A service charge can also include the landlord’s costs in administering and calculating the service charge.
How do I negotiate a service charge?
A service charge should be transparent and readily justifiable. The service charge can be challenged by the tenant and the landlord should be able to justify the costs incurred.
Sometimes there may be significant amounts of capital expenditure expended by the landlord, such as refurbishing of common parts, re-surfacing the car park or providing a new roof. In advance of these costs being incurred it is good estate management practice for such repairs and costs to be discussed between the landlord so that both parties are aware of the need for the work to be undertaken and the tenant can then budget for the increase in service charge accordingly.

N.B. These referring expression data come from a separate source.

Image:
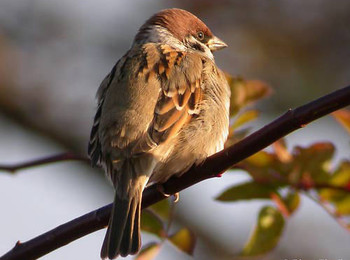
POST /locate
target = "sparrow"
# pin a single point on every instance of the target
(163, 108)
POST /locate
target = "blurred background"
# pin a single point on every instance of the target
(53, 56)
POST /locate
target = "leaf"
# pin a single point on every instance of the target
(343, 117)
(292, 201)
(266, 234)
(341, 177)
(184, 240)
(343, 206)
(152, 223)
(312, 164)
(149, 252)
(246, 191)
(162, 208)
(339, 198)
(245, 117)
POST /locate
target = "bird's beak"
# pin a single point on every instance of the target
(215, 44)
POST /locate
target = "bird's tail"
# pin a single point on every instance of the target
(123, 233)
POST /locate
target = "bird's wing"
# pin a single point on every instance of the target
(94, 146)
(179, 75)
(152, 93)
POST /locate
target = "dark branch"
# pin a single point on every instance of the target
(214, 166)
(51, 159)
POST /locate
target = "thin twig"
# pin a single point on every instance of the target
(68, 156)
(329, 211)
(214, 166)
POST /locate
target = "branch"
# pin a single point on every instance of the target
(51, 159)
(214, 166)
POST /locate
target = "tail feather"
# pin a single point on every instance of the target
(123, 233)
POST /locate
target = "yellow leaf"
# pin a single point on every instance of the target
(245, 117)
(149, 252)
(185, 240)
(343, 117)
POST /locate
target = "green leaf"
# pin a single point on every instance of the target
(246, 191)
(267, 232)
(149, 252)
(341, 178)
(343, 117)
(184, 240)
(152, 223)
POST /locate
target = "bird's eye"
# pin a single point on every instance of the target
(200, 35)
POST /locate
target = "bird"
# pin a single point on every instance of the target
(163, 108)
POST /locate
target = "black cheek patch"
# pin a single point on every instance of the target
(198, 47)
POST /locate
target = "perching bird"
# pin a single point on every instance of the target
(162, 108)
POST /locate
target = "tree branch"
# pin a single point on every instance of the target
(214, 166)
(68, 156)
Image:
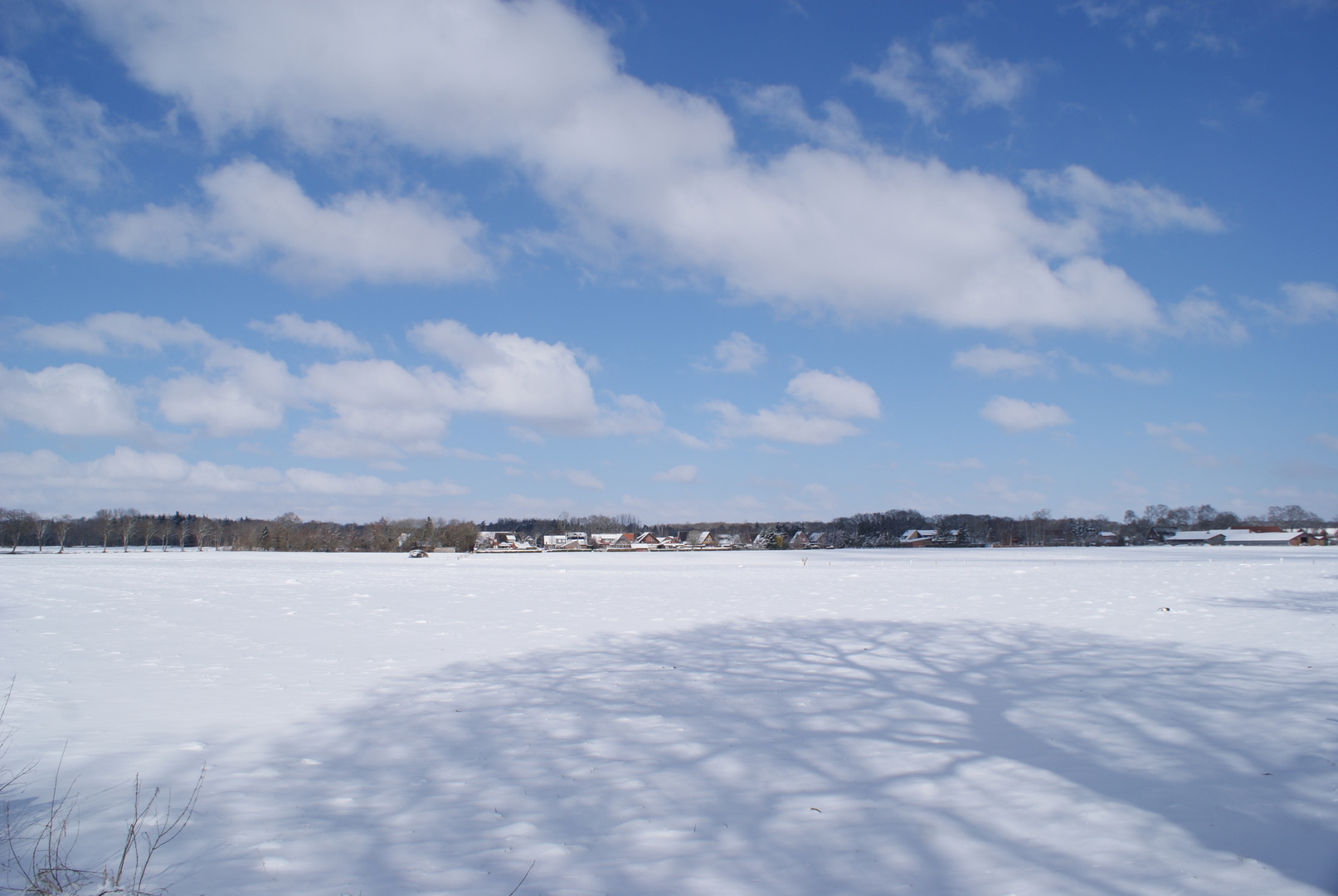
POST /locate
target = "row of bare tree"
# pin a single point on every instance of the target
(129, 530)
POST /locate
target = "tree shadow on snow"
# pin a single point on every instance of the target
(818, 757)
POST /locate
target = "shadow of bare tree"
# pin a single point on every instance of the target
(814, 757)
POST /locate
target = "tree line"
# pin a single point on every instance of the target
(130, 530)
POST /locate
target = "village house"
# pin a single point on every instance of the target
(917, 538)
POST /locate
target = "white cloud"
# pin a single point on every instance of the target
(680, 474)
(990, 362)
(985, 82)
(1165, 430)
(1130, 202)
(785, 105)
(1005, 496)
(739, 354)
(252, 393)
(781, 424)
(898, 79)
(1141, 377)
(52, 130)
(259, 214)
(834, 395)
(819, 415)
(380, 410)
(1014, 415)
(1200, 316)
(70, 400)
(582, 479)
(1310, 301)
(971, 463)
(24, 210)
(318, 334)
(100, 334)
(159, 478)
(688, 441)
(539, 382)
(957, 69)
(629, 166)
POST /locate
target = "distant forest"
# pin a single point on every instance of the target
(129, 530)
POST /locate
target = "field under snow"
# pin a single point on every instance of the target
(767, 723)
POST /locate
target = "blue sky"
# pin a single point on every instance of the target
(679, 260)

What happens if I don’t have a clear written lease agreement?
Without a written lease agreement the terms of what the tenant is responsible to repair and what the landlord is responsible to repair are not itemised nor are the provisions of the service charge. In such situations, the tenant may well be in occupation by way of a Tenancy at Will but this will not go so far as to state the terms of the service charge. It is, however, reasonable for the landlord to pass onto the tenant his reasonable costs in looking after the premises.

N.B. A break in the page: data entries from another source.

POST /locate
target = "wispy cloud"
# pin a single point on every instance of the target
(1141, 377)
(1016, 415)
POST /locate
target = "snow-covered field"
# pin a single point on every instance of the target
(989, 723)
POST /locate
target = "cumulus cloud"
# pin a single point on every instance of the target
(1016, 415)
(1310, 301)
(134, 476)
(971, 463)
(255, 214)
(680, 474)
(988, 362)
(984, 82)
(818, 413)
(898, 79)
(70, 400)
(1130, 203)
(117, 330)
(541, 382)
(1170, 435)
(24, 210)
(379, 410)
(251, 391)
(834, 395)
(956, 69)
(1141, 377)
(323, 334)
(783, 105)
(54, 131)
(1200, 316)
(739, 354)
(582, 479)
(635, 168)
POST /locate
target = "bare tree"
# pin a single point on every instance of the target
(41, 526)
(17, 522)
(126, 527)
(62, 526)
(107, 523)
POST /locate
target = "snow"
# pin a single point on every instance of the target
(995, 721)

The Royal Institution of Chartered Surveyors has issued a Service Charge Code of Practice, which has been developed with leading property bodies to improve standards and promote consistency, fairness, transparency and best practice of the management and administration of service charges in commercial property. Without a lease agreement being in place, the service charge being administered by the landlord should be accordance with this Code of Practice.
If I share my premises with PCT staff, should they be part of the agreement?
The service charges in respect of the costs of the overall entity of the building with those costs then being shared by the tenants on a pro rata basis according to their occupation of the building. It follows that the PCT (or their successors) should be bearing the cost of this service charge in relation to their part of the premises.
What is a Tenancy at Will Agreement?
A Tenancy at Will occurs when there is not a formal lease agreement or when there has been a formal lease agreement but it has expired with the tenant remaining in occupation. An important aspect of a Tenancy at Will is that the property owner has permitted the tenant to be in occupation and is where the landlord has agreed to allow the tenant to stay at the property without a valid lease. Without there being a written agreement, the payment of rent may be more lax and other obligations, such as repair to the property, may also be more informal.
How do I make sure I am not being overcharged for heating and cleaning costs?
The items with a service charge should be unambiguous between the parties and the landlord should be able to justify the costs that he has incurred. The costs the landlord is seeking to recover should be justifiable and an audit trail should exist allowing the tenant to be satisfied as to the accuracy and reasonableness of the service charge.